People who pine for the “good old days” possess total recall of all the positives and none of the negatives. Which is, of course, how the memory protects the mind. Sure, doctors made house calls, and, yes, their fees were affordable enough to be paid in cash. But millions died from diseases that no longer kill, and the average life span now stretches to 80, not 60. The future we want to build will bring forward the best of the past and marry it with the best of the present . I have no delusions about the “good old days” . . . just an objective evaluation of what was good about the past and how we can reclaim it for the greater good.
Forty years ago last week, I started this company after working for large public companies. I wanted to bring with me all the “good stuff” . . . . the big-company discipline, processes, procedures, and structure. But my then-present self also wanted to build something better. A company where people spent their time in joyful pursuit of their own uniqueness and great work, not conspiring how to take credit for other’s. A place where collaboration and accountability really mattered. A place where we could craft jobs to match the skills of talented people, instead of trying to match people to boxes on a chart. In short, I wanted to build a future on past experience and present ideas. I wanted to build a company I’d want to work for.
In corporate life, I concluded that the people who worked for me and the people who were my peers all had five things in common. They all wanted to . . .
- do interesting and challenging work,
- work with people they respect (and, ideally, like),
- work for a company that has values and lives by them,
- work for a company that does something of value,
- have their contribution valued and recognized by management and their peers.
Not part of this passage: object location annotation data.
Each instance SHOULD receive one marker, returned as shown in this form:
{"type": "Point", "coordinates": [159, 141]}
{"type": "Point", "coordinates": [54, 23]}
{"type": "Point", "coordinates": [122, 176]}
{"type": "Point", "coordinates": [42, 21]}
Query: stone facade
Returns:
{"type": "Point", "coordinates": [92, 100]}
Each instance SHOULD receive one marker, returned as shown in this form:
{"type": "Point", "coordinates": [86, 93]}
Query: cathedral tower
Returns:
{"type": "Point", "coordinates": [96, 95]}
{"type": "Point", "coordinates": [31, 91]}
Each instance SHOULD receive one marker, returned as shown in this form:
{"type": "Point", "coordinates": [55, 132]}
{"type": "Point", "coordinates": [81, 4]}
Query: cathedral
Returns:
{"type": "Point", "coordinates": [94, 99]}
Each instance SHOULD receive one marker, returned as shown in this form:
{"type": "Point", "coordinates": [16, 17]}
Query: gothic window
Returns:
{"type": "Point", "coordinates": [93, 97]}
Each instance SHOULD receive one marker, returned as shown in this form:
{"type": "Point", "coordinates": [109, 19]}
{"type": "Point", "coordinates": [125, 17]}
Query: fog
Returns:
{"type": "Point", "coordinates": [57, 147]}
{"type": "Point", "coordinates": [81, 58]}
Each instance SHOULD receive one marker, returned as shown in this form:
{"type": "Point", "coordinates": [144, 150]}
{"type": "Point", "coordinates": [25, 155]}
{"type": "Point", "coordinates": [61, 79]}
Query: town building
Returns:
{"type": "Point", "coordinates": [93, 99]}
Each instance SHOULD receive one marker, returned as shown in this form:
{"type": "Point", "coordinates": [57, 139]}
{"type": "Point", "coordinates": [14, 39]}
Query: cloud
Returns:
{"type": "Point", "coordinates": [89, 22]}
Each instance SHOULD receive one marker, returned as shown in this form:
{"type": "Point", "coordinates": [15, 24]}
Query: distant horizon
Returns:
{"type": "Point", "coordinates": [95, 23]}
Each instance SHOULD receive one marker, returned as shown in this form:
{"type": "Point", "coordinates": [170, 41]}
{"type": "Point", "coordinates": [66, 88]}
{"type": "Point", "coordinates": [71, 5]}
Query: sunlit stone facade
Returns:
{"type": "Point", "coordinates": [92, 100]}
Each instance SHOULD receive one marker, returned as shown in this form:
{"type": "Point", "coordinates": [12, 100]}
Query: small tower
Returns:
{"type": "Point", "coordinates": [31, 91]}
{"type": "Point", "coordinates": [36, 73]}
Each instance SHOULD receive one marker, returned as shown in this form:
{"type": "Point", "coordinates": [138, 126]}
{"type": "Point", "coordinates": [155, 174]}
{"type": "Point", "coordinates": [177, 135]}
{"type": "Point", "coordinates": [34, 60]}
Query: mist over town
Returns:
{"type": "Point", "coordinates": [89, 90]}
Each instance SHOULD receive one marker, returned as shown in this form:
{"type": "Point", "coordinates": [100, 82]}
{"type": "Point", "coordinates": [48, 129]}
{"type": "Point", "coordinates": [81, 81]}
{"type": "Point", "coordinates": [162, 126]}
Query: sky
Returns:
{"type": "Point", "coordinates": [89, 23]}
We’ve had 40 fabulous years (well, not all of them fabulous . . . see “Great Recession”), and I believe it is because we have never lost sight of these guiding principles. And the best part of it is this. We have not only built our own organization to match this model, we have also been able to help our clients in their efforts to build values-driven, recognition-filled corporate cultures. And it seems so appropriate that during this 40th anniversary week, we received the news that SmartCEO magazine has just named us as winners of their CORPORATE CULTURE award, given to companies that use corporate culture as a business driver. Add to that, our back-to-back NJBiz awards for being a “Best Places to Work in NJ”, and the CIANJ “Companies That Care” award for our philanthropic work, and I conclude that, yes, this is a company I’d want to work for.